- Origin: Houston, Texas, U.S.
- Genres: Harsh noise wall, power electronics, drone
- Occupation: Musician
- Years active: 1989–present
- Labels: Deadline Recordings, Next Halloween

= Richard Ramirez (musician) =

American noise musician

Richard Ramirez is an American noise music artist originally from Houston, Texas, recording and performing both as a solo artist and as part of several groups, including Black Leather Jesus, Priest in Shit, An Innocent Young Throat-Cutter, House of the Black Death, Martyr of Sores, Last Rape and the "static noise" solo project Werewolf Jerusalem. He is notable for being one of the earliest American harsh noise artists.

==Life==
He collaborated with Giovanni Mori, musician power noise, mind of the project L.C.B., his album Born (Old Europa Cafe in 2015) and has also made with L.C.B. an album on cassette entitled "Homo Sense" (Black Leather Jesus - Le Cose Bianche, Signora Ward Records).

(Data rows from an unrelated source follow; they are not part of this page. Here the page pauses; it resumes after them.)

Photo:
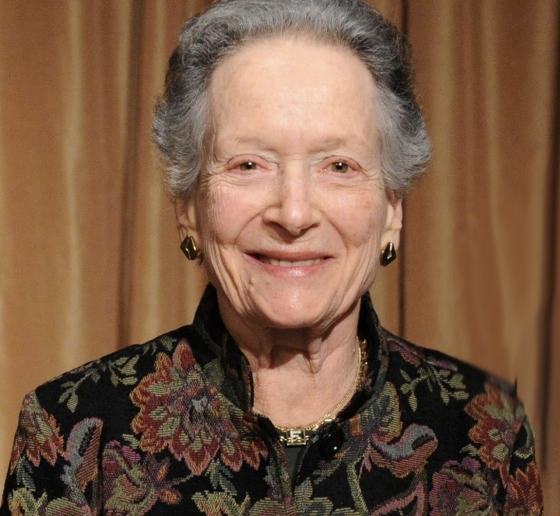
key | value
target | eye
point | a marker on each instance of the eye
(339, 166)
(248, 165)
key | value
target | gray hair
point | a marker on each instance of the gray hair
(181, 122)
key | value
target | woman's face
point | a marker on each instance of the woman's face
(291, 212)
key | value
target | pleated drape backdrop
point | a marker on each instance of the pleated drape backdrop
(89, 257)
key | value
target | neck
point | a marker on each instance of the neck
(299, 375)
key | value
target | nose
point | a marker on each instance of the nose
(294, 207)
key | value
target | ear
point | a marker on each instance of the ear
(185, 214)
(393, 221)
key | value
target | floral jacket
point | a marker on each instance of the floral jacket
(167, 428)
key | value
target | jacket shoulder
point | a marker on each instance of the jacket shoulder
(413, 357)
(101, 388)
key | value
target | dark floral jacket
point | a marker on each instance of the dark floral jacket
(167, 428)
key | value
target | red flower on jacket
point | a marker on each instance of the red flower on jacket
(463, 488)
(524, 493)
(38, 434)
(499, 418)
(179, 410)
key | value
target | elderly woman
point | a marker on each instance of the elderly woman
(290, 134)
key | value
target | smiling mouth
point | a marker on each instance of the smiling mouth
(287, 263)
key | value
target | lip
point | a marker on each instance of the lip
(290, 260)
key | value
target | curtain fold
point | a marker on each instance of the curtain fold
(90, 259)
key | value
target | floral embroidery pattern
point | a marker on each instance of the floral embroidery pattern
(180, 412)
(499, 419)
(463, 488)
(135, 484)
(38, 435)
(524, 498)
(167, 428)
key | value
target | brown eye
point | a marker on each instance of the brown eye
(339, 166)
(248, 165)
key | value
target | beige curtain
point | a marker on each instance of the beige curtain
(89, 260)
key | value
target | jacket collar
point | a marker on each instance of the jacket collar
(211, 342)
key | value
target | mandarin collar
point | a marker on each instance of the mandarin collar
(233, 378)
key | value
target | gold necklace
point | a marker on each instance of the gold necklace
(299, 436)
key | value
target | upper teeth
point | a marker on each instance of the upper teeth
(286, 263)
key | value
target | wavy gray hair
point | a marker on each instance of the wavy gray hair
(181, 123)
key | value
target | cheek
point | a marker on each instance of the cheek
(226, 213)
(363, 218)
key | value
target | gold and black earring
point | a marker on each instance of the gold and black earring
(189, 248)
(388, 254)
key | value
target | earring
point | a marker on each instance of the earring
(388, 255)
(189, 248)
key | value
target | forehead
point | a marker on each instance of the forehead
(294, 80)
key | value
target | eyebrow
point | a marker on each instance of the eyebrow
(322, 144)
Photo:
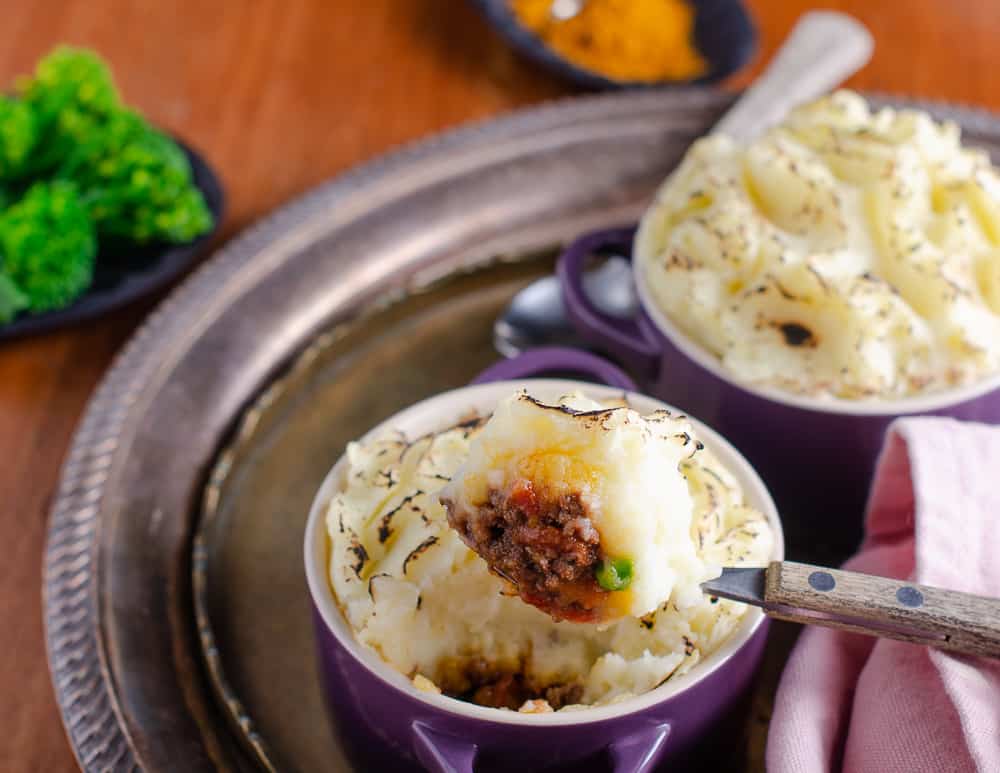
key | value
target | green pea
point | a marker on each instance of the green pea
(615, 573)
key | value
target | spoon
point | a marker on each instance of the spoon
(863, 603)
(823, 49)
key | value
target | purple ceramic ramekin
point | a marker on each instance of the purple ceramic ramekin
(817, 455)
(387, 724)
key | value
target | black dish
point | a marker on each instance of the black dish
(723, 33)
(124, 273)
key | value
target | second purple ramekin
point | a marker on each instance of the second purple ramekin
(816, 455)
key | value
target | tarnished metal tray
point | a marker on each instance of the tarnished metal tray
(228, 406)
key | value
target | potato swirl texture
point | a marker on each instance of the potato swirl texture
(848, 253)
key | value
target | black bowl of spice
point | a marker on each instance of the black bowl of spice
(629, 43)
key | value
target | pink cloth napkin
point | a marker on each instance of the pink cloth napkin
(853, 703)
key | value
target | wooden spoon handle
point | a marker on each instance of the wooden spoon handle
(948, 620)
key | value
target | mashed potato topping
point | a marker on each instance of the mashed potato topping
(553, 495)
(847, 253)
(412, 590)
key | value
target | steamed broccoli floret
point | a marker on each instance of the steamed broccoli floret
(12, 300)
(18, 135)
(48, 246)
(137, 184)
(71, 95)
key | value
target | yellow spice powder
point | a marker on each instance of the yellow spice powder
(626, 40)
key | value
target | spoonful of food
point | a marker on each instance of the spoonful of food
(586, 513)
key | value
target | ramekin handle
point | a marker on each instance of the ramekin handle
(442, 752)
(640, 751)
(622, 338)
(549, 359)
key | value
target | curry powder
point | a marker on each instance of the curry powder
(624, 40)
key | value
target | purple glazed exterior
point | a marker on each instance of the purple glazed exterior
(386, 729)
(384, 725)
(817, 463)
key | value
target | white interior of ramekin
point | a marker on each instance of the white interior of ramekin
(439, 412)
(921, 403)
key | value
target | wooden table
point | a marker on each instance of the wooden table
(281, 96)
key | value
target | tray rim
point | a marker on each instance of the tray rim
(91, 712)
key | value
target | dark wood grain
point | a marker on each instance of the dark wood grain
(280, 96)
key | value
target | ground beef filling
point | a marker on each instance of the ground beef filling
(479, 681)
(546, 547)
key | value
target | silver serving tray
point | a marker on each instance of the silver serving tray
(387, 280)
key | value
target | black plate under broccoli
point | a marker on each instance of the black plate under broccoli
(126, 272)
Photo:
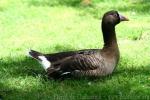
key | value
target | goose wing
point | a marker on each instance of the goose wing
(61, 55)
(82, 62)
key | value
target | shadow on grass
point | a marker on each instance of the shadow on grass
(29, 67)
(73, 3)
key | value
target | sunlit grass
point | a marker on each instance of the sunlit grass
(53, 27)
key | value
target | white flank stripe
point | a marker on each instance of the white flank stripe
(65, 73)
(46, 64)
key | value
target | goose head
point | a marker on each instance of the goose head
(112, 18)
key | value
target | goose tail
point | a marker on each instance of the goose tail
(41, 58)
(35, 54)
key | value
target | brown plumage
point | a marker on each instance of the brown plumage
(88, 62)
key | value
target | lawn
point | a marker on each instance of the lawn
(53, 26)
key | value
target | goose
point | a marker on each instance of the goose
(87, 62)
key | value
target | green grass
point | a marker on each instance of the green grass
(61, 26)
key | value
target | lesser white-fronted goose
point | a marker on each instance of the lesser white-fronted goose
(88, 62)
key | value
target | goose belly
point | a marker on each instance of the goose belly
(104, 70)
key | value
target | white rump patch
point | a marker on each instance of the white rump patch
(46, 64)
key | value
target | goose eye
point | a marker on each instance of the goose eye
(115, 15)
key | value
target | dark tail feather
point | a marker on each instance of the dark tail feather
(35, 54)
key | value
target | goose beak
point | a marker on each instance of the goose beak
(122, 18)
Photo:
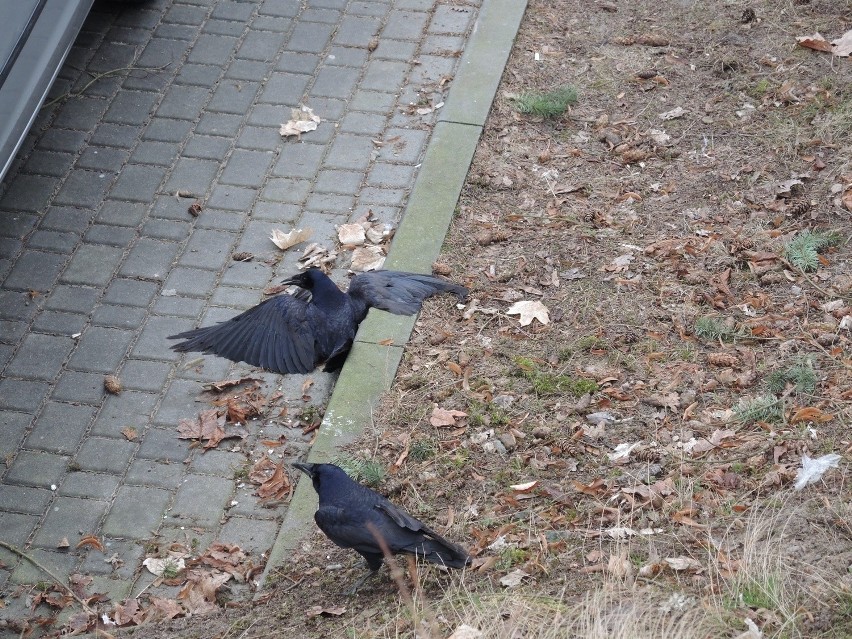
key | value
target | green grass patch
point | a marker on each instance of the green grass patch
(546, 104)
(803, 250)
(544, 383)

Ramirez, as a part of the Black Leather Jesus, collaborates with his husband Sean E. Matzus. The project was founded by Richard Ramirez in 1989, who fronts the band alongside partner Sean E. Matzus and various other musicians assisting. At one point, the band had 14 members. The group's themes focus on S&M and the gay leather subculture. It was inspired by the kidnapping of Colleen Stan. Black Leather Jesus opened for Sonic Youth in Marfa, Texas in 2007. Black Leather Jesus has done releases with Merzbow, Incapacitants, Blue Sabbath Black Cheer, The Haters and M.S.B.R. among several others. The band is presently based near Pittsburgh, Pennsylvania.

==Style==
Ramirez draws a distinction between his relatively few professionally printed CDs and LPs and the many CD-Rs and tapes he produces for smaller record labels. He has done collaborations and split releases with many important figures in the noise field, including Merzbow, Emil Beaulieau, Kommissar Hjuler and Mama Baer, Skin Crime, The Haters, Prurient, Smell & Quim, Macronympha, Stabat Mors, Kenji Siratori, Sudden Infant, and MSBR.

Ramirez's work tends to consist of long, slowly changing or static tracks of heavily distorted low- to mid-range noise, with a gradual move over the last several years toward more drone-influenced sounds in addition to his harsh noise work. Parallel to this evolution has been a shift in thematic concerns, with album covers, titles, and general themes changing from more typical noise music concerns such as violence and war (largely borrowed from industrial culture) to a focus on homosexual themes and gay pornography artwork. In addition to his musical work, Ramirez also runs the noise and experimental music label Deadline Recordings. Ramirez is also an "avant-garde" fashion designer under the alias, Richard Saenz.